I’m using pandas, altair, and streamlit in my app. I’m reading in csv files that can get pretty large (100,000ish lines) using pandas.read_csv(…) and then I’m graphing the data using streamlit.altair_chart() with the altair chart that I create using the pandas dataframe. I’ve done some profiling that says the function takes about 0.01 seconds to complete, but when I open the app the page is super frozen and it takes a good 20 seconds for the graph to finally show up and the whole page is still really glitchy. The data is constantly changing, so I update the graph with new data every second.

Does anyone have any tips for how to graph large amounts of data that is constantly updating? Would using a different graphing library like plotly be any faster?

I’m running locally, python version == 3.9.18, streamlit version == 1.30.0

Thanks!

-Alyssa

Hello Alyssa

Here are some ideas, but I’m sure there are experts who can give you an effective solution.

1.- Use of Dask :
Consider using Dask to work with large data sets more efficiently.

2.- Use of Duckdb:

      con = duckdb.connect(database=':memory:', read_only=False)

        con.register('df_altair', df_altair)

        # Cargar DataFrames en DuckDB
        con = duckdb.connect(database=':memory:', read_only=False)
        con.register('df_altair',  df_altair)
        # consulta SQL en DuckDB para obtener df_filter
        query_filter = f"""
        SELECT * FROM df_altair
        """
        df_filter = con.execute(query_filter).fetchdf()

3.- Optimize the CSV File Reading:
Use the usecols parameter of pandas.read_csv() to read only the necessary columns.
Use the nrows parameter to read only a limited number of rows at the beginning.

data = pd.read_csv('your_file.csv', usecols=['column1', 'column2'], nrows=1000)

Óscar.

1 Like

Hi @AlCote

@Oscar1 is spot-on for the third advice of reading in specific columns. Often times, this can significantly reduce the memory load of the DataFrame object that is created when typically we may only need 2-3 columns for plot creation from the possible number of tens or hundreds of columns.

Additionally, you can also check out these blogs on the topic of building performant apps or optimizing apps:

Hope this helps!

Hi! Thanks for the advice. My data already has the necessary rows (2 and 3 rows, respectively). It really seems like it’s the rendering in the browser that’s the issue. Do you know of any ways to speed that up?

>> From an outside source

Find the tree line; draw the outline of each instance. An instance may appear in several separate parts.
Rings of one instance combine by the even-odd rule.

Thank you for your advice! I’m going to definitely try Dask, although I believe my issue lies more on the browser rendering time than the collection of data time, but we’ll see!

Hi @AlCote

What chart type are you rendering, I think it would most likely be slow probably because of rendering large volume of individual data points on a plot like that of a scatter plot. I’d recommend to try out various data visualization libraries to see which one renders the fastest.

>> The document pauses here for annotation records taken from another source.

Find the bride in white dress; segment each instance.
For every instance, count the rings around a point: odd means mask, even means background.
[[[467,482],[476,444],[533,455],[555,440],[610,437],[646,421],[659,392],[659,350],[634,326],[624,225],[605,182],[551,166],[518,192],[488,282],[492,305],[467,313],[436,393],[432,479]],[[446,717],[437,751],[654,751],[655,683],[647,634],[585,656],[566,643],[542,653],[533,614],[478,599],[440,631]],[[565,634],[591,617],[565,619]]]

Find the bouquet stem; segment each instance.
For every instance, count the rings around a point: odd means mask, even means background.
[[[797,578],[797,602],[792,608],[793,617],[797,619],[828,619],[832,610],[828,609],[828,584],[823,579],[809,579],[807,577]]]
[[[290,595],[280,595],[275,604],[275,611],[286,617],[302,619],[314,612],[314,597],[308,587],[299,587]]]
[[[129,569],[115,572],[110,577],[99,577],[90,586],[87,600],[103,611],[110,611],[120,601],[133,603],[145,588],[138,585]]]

Performing pivots or restructuring the data prior to chart generation may improve the speed. I think I saw some examples from Jake VanderPlas somewhere (can’t remember at the moment where). There’s a book that Jake wrote that may potentially provide some examples (Python Data Science Handbook | Python Data Science Handbook).

Exporting the chart as a JSON and then reading it via vega-lite might also be another way to try (Saving Altair Charts — Altair 4.2.2 documentation)